Government at odds over National Day
Plans to mark Swiss National Day with official speeches on the Rütli meadow, the place considered the birthplace of the confederation, are in disarray.
On Thursday, this year’s president, Micheline Calmy-Rey, said she would still go to the Rütli on August 1 even though plans to hold an official event there have been cancelled.
The Rütli commission called off the official celebrations saying too many obstacles stood in the way of organising the event on the meadow, located on the shores of Lake Lucerne.
Originally planned was a traditional show with speeches by Calmy-Rey and speaker of the House of Representatives, Christine Egerszegi.
Commission members said they were “ashamed” that the central Swiss cantons bordering the lake were refusing to allow any boats to depart from their landing stages for the historic spot, which is only accessible by water.
These cantons have said they do not want to foot the entire bill – estimated at SFr2 million ($1.63 million) – for the additional security required to control rightwing extremists, who travelled en masse to the Rütli in years past and interrupted National Day speeches.
A request by the cantons for the federal authorities to chip in SFr200,000 was rejected.
Justice Minister Christoph Blocher, who represents the rightwing Swiss People’s Party in the cabinet, defended the decision, saying it was not the government’s job to fund such an event just because high-ranking officials want to go there to celebrate.
But Calmy-Rey said she would go anyway. A spokesman for the president – from the centre-left Social Democrats – said she did not yet know what shape or form her Rütli attendance would take.
Even though the Rütli is considered the cradle of Switzerland since it is where the founding fathers are believed to have sworn an oath of allegiance in 1291, it is relatively recent that the spot has been used by the government to mark National Day.
Iconic
And historians say it only became an icon with unifying power in the second half of the 19th century following conflicts such as the “Sonderbund” war when the confederate army defeated forces of an alliance of Catholic and conservative cantons.
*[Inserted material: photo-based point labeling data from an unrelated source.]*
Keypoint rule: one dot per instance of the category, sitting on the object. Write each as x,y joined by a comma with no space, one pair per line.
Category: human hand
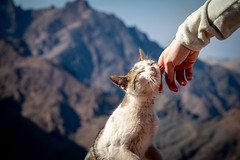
177,58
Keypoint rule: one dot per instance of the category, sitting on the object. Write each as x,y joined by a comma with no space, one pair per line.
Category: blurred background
55,59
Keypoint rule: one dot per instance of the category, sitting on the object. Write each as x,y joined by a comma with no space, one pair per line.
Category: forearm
219,18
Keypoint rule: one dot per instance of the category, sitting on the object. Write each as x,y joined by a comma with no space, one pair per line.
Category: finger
161,88
189,74
171,84
160,61
180,78
169,70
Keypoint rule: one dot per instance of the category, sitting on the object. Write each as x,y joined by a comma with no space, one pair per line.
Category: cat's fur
130,130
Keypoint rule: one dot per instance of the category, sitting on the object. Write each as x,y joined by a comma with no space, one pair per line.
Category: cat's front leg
153,154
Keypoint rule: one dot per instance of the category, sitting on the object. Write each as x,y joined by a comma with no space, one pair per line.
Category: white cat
130,130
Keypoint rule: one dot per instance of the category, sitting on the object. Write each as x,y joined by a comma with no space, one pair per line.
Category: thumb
160,61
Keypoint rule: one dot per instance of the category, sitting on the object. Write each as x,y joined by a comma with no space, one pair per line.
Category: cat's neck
138,101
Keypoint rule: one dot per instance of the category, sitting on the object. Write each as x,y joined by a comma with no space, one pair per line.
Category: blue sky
159,19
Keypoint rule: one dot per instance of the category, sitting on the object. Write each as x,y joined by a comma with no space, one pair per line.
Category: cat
130,130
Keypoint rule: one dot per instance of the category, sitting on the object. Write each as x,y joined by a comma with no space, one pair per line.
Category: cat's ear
120,81
141,55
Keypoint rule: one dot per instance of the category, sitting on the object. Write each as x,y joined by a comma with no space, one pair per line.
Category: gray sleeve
219,18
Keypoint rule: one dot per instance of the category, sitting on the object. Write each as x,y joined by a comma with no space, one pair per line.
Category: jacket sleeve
219,18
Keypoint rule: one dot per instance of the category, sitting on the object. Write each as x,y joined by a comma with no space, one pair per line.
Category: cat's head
143,79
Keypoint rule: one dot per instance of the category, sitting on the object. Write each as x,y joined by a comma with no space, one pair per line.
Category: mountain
233,65
55,94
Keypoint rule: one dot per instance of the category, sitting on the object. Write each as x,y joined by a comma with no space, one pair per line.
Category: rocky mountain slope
55,92
233,65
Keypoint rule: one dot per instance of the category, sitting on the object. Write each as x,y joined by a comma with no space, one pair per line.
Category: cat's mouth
153,71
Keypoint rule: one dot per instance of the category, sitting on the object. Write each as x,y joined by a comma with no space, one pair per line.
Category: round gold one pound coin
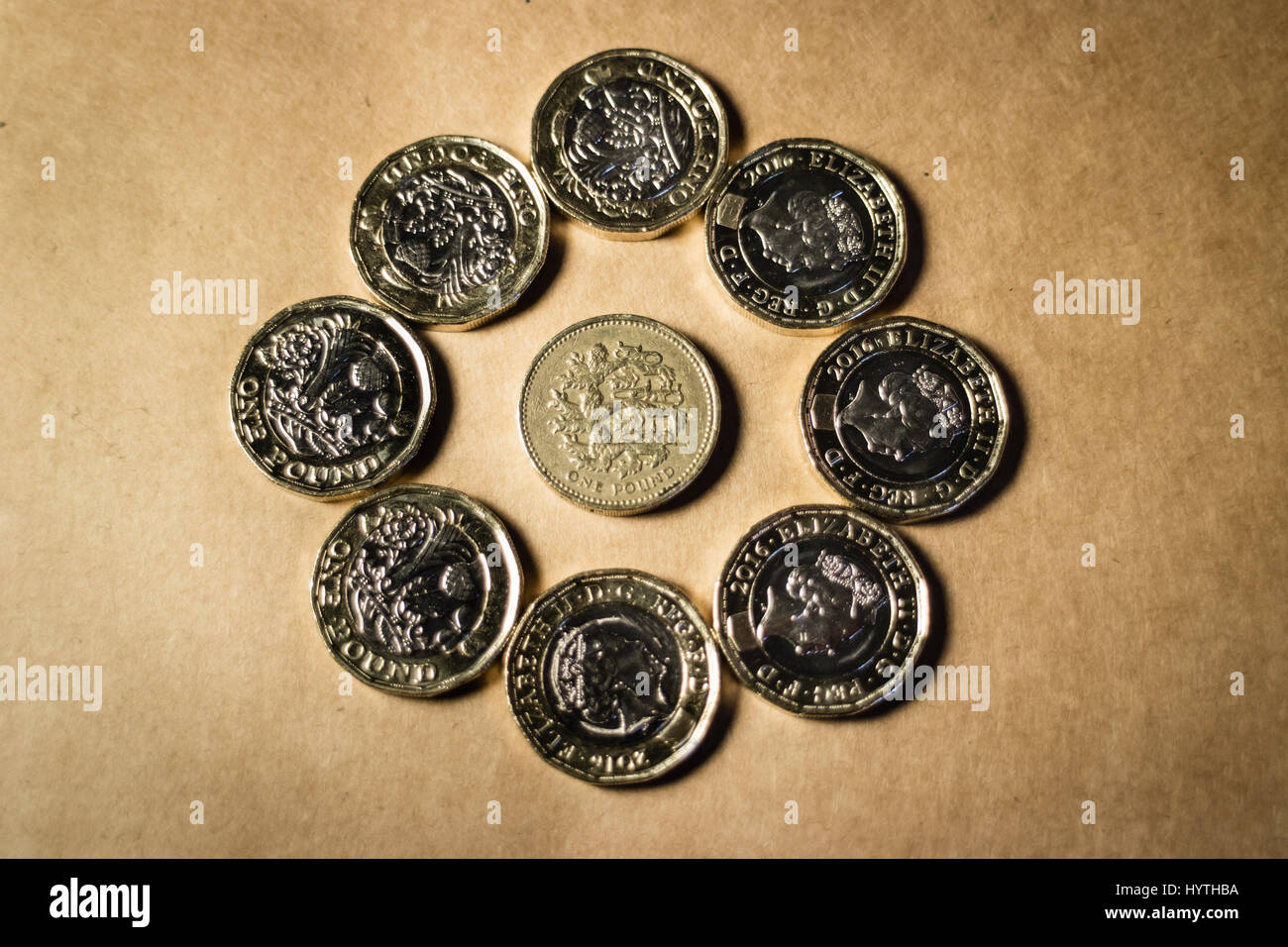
619,414
629,142
612,677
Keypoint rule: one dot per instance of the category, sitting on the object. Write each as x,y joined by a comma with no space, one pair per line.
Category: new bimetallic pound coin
612,676
629,142
331,397
822,611
619,414
450,231
805,235
416,589
905,418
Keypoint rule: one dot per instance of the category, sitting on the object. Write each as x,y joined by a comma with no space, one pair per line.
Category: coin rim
704,371
686,749
848,316
921,513
420,359
631,231
922,599
463,322
514,573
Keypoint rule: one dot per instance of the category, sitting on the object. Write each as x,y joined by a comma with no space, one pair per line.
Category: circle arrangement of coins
613,676
619,414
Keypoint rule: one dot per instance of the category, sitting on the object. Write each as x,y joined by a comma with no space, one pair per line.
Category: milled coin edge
922,599
456,324
686,750
514,574
832,325
940,509
634,232
704,369
429,402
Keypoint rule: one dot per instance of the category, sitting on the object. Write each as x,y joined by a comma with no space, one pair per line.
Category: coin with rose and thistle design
905,418
629,142
822,609
331,395
416,589
805,235
450,231
619,414
613,677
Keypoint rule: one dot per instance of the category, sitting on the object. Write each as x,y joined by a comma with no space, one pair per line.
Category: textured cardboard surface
1108,684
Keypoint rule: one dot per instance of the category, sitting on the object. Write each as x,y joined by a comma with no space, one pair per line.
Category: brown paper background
1108,684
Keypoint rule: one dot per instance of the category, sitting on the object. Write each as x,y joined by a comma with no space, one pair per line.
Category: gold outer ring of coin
572,751
424,676
415,359
535,429
552,112
785,686
768,303
872,491
473,305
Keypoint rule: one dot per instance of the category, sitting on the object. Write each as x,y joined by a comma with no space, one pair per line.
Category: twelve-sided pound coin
619,414
905,418
450,231
805,235
629,142
416,589
331,397
822,611
612,677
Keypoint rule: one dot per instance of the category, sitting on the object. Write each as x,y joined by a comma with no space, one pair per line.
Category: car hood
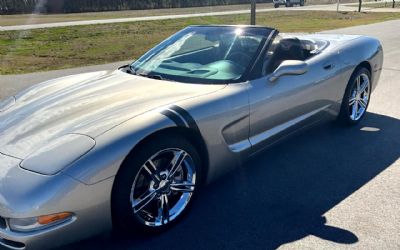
89,104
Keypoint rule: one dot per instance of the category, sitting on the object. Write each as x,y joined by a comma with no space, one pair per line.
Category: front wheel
356,98
155,185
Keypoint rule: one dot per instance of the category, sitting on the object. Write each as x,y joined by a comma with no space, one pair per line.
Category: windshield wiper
157,77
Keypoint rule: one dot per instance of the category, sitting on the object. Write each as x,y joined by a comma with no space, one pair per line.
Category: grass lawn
382,4
58,48
7,20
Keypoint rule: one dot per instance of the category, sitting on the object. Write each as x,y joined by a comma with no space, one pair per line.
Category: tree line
73,6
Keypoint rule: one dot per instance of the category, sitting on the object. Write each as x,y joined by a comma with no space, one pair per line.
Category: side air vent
3,223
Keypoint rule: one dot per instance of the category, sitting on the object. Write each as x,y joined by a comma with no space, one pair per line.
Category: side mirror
289,67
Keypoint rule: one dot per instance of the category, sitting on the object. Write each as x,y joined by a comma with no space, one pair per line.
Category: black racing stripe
174,117
189,119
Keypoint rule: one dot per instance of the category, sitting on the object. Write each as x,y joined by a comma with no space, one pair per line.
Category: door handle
328,66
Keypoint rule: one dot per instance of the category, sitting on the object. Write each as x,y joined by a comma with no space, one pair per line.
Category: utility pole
253,12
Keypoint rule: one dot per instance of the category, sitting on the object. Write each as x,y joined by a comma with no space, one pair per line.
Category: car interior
290,48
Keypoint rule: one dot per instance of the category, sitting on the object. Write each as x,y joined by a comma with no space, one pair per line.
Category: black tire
124,219
344,117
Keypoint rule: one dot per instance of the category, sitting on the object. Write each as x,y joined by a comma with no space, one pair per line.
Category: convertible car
129,149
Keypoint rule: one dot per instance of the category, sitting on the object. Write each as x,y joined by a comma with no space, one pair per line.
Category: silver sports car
130,148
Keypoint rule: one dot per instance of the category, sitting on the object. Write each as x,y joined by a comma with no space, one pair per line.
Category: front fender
112,147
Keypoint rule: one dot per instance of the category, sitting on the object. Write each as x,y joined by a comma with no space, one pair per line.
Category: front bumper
40,239
280,2
24,194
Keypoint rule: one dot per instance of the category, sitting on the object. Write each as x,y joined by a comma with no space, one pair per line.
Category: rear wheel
356,98
155,185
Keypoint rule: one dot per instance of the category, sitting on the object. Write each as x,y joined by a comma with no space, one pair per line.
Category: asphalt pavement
330,187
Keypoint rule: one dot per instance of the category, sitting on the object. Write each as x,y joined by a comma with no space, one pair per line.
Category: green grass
388,4
21,19
58,48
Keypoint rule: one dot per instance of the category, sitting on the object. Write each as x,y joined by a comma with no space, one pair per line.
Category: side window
268,66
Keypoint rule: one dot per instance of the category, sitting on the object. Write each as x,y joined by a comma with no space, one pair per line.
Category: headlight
37,223
7,103
58,154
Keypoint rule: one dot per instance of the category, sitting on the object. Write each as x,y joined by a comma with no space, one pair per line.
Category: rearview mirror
289,67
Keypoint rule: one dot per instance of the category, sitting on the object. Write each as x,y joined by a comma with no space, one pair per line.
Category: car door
280,107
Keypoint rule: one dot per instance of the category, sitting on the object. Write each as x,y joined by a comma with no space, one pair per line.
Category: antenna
253,12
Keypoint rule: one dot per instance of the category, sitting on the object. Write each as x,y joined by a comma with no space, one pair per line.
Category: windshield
203,54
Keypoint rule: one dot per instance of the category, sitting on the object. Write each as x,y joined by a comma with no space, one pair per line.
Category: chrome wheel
163,187
359,97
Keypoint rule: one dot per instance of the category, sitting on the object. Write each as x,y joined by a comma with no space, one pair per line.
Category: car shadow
281,195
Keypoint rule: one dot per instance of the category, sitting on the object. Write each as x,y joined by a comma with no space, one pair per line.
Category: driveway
329,187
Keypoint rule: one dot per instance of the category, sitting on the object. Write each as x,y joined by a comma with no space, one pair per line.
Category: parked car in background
288,3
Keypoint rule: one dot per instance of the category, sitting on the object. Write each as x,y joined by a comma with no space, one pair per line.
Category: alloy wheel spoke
185,187
362,103
163,209
151,169
364,87
144,200
358,83
176,162
351,101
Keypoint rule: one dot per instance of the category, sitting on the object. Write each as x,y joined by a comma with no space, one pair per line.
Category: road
325,7
329,187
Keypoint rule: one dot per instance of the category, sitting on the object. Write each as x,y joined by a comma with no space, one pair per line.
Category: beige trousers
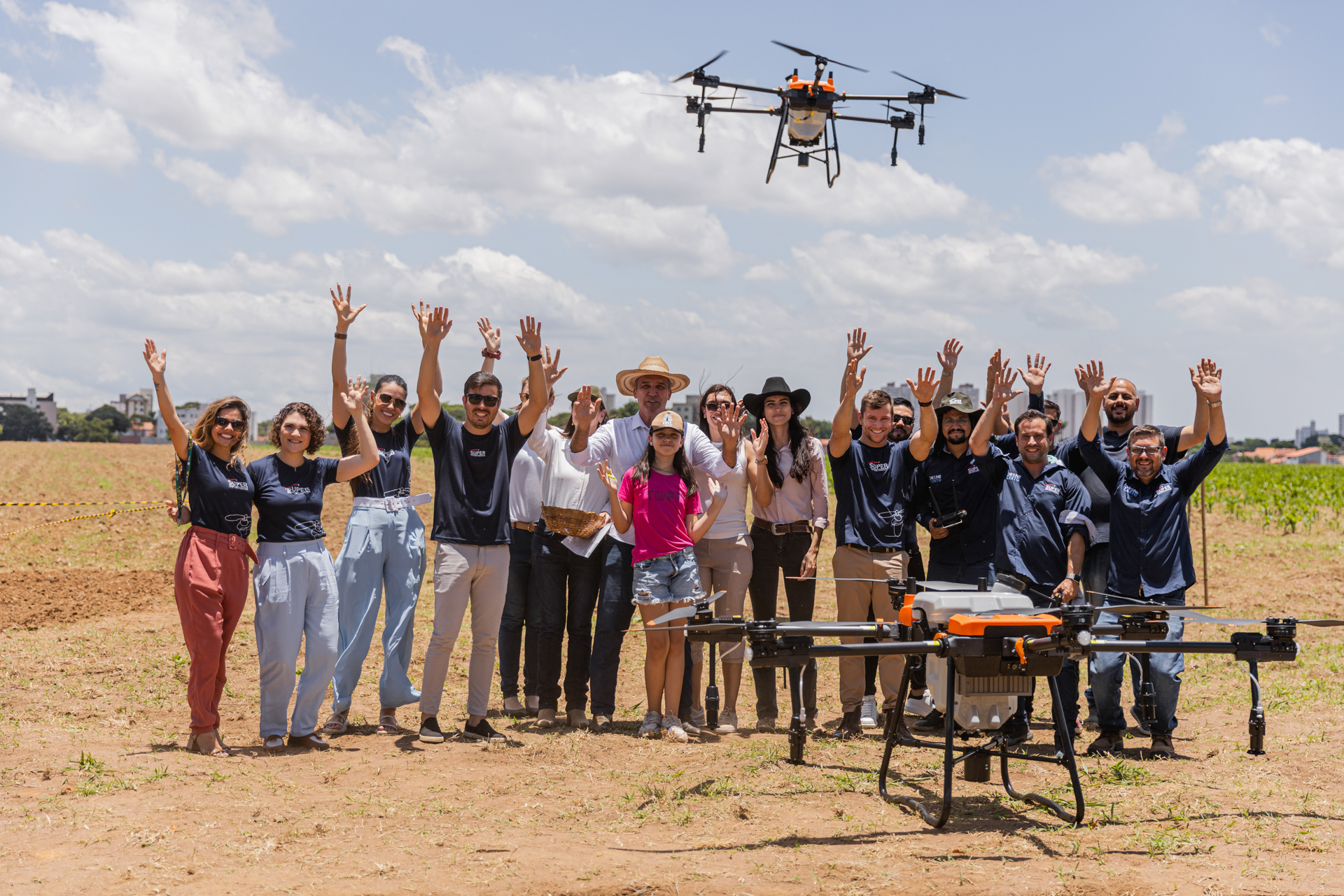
853,603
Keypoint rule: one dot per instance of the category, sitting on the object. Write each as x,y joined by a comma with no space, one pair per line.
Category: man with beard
1041,528
1121,405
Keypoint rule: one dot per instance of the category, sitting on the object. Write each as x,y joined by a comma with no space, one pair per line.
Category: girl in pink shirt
657,496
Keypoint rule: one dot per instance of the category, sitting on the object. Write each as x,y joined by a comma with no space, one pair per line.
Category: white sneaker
652,724
672,729
869,713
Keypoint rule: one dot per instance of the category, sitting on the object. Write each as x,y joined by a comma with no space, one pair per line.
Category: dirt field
99,794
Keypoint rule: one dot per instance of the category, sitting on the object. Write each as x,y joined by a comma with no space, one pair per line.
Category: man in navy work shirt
1042,528
1149,535
873,489
472,466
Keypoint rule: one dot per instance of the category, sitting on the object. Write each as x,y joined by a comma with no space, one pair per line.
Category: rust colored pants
210,583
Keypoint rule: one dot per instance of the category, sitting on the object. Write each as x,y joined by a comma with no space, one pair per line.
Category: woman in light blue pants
382,561
295,583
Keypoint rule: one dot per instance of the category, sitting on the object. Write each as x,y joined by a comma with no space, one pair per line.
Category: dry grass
97,793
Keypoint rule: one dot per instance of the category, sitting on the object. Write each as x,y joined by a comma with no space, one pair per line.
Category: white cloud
1123,187
1292,188
62,128
923,280
1256,308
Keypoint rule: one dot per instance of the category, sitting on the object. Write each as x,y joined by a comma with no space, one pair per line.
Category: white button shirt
622,442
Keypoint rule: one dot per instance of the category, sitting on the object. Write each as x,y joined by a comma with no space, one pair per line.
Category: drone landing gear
976,760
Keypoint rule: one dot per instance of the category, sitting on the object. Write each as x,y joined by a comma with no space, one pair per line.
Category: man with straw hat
622,444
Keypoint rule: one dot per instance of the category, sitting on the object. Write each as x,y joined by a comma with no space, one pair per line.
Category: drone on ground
983,649
806,106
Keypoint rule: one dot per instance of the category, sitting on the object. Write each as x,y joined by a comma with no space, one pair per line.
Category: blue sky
1147,184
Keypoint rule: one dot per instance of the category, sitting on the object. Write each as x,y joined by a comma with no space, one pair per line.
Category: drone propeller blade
816,55
701,67
941,93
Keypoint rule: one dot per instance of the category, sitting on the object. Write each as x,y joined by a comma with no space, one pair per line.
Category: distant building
45,403
141,402
1072,406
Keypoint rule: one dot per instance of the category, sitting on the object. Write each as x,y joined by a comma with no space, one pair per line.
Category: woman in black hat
788,472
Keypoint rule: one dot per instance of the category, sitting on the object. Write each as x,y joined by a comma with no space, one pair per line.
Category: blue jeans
556,570
961,573
1107,669
518,603
382,559
613,617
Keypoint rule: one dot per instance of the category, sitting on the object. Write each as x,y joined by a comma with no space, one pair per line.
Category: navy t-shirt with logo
391,479
289,498
470,480
219,493
873,493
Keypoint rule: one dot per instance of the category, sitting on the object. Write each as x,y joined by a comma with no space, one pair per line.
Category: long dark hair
679,465
799,435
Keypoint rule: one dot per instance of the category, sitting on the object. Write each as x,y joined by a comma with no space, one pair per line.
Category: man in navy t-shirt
472,466
1151,555
872,479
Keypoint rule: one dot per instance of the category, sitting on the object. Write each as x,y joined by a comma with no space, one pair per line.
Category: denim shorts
667,580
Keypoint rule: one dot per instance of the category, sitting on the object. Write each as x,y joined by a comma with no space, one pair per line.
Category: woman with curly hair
295,583
210,578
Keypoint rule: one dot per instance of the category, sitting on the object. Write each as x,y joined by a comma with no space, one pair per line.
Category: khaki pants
853,603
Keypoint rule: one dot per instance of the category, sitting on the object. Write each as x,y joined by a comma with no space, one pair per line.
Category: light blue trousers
384,555
295,587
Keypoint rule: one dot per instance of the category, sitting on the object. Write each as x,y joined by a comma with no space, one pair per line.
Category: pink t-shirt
659,511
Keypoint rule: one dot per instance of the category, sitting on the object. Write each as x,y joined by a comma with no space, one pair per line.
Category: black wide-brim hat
799,399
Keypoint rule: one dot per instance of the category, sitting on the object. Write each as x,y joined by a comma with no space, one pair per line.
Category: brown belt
783,528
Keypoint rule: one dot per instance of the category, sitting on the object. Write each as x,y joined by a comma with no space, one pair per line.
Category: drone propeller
701,67
941,93
822,61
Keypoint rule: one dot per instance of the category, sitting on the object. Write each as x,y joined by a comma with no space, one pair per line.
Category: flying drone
806,106
983,649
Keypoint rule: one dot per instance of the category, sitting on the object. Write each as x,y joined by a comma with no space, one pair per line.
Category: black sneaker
482,731
430,732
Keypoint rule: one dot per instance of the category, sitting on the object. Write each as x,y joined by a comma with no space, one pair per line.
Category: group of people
549,532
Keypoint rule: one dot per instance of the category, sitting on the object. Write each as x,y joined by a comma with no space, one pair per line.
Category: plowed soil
99,794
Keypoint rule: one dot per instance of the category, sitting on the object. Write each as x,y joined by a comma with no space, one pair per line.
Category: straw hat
651,365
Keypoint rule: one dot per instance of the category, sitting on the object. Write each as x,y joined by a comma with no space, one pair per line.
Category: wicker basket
580,524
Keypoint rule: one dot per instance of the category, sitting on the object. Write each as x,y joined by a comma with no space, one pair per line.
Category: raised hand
949,355
1034,378
1092,379
553,367
344,314
155,359
530,336
855,351
926,386
492,335
354,397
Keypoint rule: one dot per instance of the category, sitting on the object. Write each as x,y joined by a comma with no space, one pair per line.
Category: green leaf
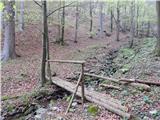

It finally became a key symbol when August 1 was named National Day in 1891, and took on sacral proportions in 1940 during a speech there by Switzerland’s top general expressing Switzerland’s right to independence and self-defence.
Political scientists say all sides of the political spectrum are now doing battle over ideological ownership of the symbol in what is an election year.
Speaking in the newspaper, Aargauer Zeitung, sociologist Kurt Imhof said the People’s Party had been able to stake a claim to the symbol, to which it represents traditional Swiss values. But the left and centre are attempting to steal it away and use it as a platform to showcase Switzerland as a more liberal and forward-looking nation.
Imhof said the government, where five of the seven cabinet ministers belong to either centre-right or rightwing parties, would not have refused to support the event if it had been someone other than Calmy-Rey planning to make a speech.
swissinfo with agencies
In 1859, an association of concerned Swiss citizens purchased the meadow.
Their objective was to keep it in its original state.
One year later, the association donated it to the Swiss government.
The government charged a special commission with the task of administering the site.
In the 13th century, leaders of the three forest cantons, Uri, Schwyz and Unterwalden, met here in secret.
They swore an oath of allegiance, considered Switzerland’s founding act, in 1291.
There is no evidence that William Tell took part in these meetings, but according to legend, his heroic deeds inspired these men to take action.